The brain is one of the most common sites for lung cancer metastasis. 1 3 Using simple tests such as CBC and differential white cell count to predict presence of baseline brain metastasis, and potentially assessing the likelihood of subsequent development of brain metastasis, could have an important impact on NSCLC management.
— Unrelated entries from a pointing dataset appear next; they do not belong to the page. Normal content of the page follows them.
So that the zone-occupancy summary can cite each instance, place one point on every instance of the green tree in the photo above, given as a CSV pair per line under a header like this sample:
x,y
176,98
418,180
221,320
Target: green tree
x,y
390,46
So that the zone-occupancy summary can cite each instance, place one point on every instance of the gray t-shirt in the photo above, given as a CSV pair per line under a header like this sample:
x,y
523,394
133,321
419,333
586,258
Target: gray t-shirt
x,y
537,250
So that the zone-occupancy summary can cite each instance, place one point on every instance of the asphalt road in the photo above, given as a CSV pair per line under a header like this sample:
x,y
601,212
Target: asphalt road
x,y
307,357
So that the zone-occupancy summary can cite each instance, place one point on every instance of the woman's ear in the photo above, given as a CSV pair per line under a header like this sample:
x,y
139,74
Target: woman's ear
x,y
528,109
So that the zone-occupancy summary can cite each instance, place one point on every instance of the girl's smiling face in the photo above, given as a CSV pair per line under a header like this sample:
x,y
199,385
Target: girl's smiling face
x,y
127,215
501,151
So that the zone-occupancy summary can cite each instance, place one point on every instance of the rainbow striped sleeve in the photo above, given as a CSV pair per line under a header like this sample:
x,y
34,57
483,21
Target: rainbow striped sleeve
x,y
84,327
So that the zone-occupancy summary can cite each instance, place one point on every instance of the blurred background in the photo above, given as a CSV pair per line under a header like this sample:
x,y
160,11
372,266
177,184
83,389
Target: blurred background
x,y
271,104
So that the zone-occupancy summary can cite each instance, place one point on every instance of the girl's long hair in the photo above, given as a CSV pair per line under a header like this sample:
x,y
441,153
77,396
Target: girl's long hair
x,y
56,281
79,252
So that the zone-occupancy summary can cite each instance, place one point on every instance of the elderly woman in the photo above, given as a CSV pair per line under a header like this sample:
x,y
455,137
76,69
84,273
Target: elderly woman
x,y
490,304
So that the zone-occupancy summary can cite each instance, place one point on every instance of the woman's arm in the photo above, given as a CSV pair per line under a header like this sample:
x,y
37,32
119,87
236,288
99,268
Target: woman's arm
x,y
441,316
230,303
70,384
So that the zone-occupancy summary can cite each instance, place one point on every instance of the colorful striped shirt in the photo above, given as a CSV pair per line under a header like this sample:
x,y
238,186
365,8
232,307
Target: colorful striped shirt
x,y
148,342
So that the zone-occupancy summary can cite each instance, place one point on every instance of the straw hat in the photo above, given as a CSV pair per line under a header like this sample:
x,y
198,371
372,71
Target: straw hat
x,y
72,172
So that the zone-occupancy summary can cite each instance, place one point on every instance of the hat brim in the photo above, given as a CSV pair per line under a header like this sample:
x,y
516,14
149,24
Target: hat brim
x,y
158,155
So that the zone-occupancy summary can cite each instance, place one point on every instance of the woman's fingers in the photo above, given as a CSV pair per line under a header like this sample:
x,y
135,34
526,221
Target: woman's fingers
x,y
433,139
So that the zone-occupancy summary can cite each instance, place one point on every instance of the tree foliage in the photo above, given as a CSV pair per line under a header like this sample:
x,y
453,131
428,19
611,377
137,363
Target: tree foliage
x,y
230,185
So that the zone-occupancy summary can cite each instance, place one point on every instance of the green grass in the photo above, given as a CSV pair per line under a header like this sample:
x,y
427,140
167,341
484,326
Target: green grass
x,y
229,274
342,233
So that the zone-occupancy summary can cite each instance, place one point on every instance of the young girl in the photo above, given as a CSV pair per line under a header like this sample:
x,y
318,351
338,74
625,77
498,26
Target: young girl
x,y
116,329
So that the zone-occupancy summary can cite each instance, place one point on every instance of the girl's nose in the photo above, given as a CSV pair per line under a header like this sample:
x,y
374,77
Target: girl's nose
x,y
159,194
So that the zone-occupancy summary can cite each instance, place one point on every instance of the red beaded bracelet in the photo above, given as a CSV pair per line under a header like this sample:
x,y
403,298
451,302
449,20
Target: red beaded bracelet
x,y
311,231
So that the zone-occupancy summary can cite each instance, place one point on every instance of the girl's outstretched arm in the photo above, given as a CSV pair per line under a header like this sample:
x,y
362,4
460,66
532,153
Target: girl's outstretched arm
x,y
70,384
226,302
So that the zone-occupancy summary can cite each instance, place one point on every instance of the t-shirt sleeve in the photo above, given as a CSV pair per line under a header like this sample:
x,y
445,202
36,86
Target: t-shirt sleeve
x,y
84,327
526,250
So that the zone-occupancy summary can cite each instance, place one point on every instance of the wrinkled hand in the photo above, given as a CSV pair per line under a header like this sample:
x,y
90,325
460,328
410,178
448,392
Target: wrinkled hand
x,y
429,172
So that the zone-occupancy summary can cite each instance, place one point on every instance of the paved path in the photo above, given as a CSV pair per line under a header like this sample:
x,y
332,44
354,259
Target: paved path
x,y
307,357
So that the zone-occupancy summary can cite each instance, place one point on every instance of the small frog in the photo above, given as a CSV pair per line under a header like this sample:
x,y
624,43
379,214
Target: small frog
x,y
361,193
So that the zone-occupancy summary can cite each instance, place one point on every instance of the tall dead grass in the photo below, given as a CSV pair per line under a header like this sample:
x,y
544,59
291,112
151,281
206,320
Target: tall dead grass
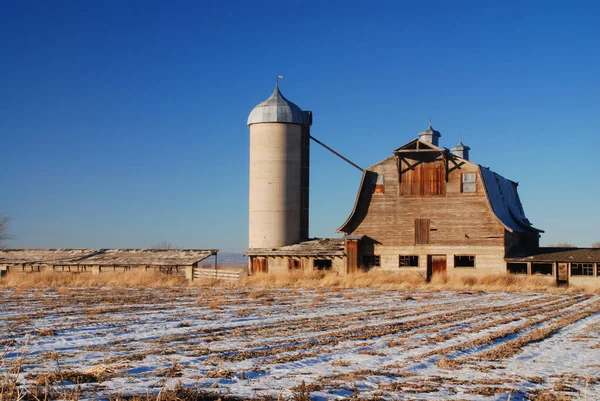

Surveillance for brain metastasis through more frequent brain imaging and consideration for prophylactic cranial irradiation in NSCLC patients 19 with high NLR could be an attractive area for future research.

Treatment of brain metastasis in NSCLC includes radiation, TKIs, and rarely surgery. Although NLR was shown to predict response to immunotherapy in stage IV NSCLC, 20 whether NLR correlates with brain metastasis response to treatment is unknown. Whole brain radiation or stereotactic radiosurgery is the most commonly used approach to treat brain metastasis. Recently, new-generation EGFR and ALK TKIs are showing promising results in treating brain metastasis in small subsets of genetically driven NSCLC patients. 21 22 New reports are also showing responses and prolonged control of brain metastasis in NSCLC patients receiving immunotherapy. 23 A major advancement in the management of stage IV NSCLC will be achieved if NLR is confirmed to be a predictor of brain metastasis response to immunotherapy or other available treatments, given the dramatic progress in the immunotherapy field nowadays. 24

Limitations of this study include the retrospective nature of the data collected with all cases coming from one cancer center, unknown EGFR or ALK status, and no data on survival metrics.

Conclusion

Elevated baseline NLR might be associated with baseline brain metastasis in stage IV NSCLC. This inflammatory-brain metastasis association is worthy of further studying in prospective trials, and might be used as a stratification tool to assess the need for more frequent brain surveillance imaging, and consideration of prophylactic cranial irradiation in stage IV NSCLC with high NLR. It is unknown if high NLR is predictive of brain metastasis response to treatments such as immunotherapy that is also an important area for future research.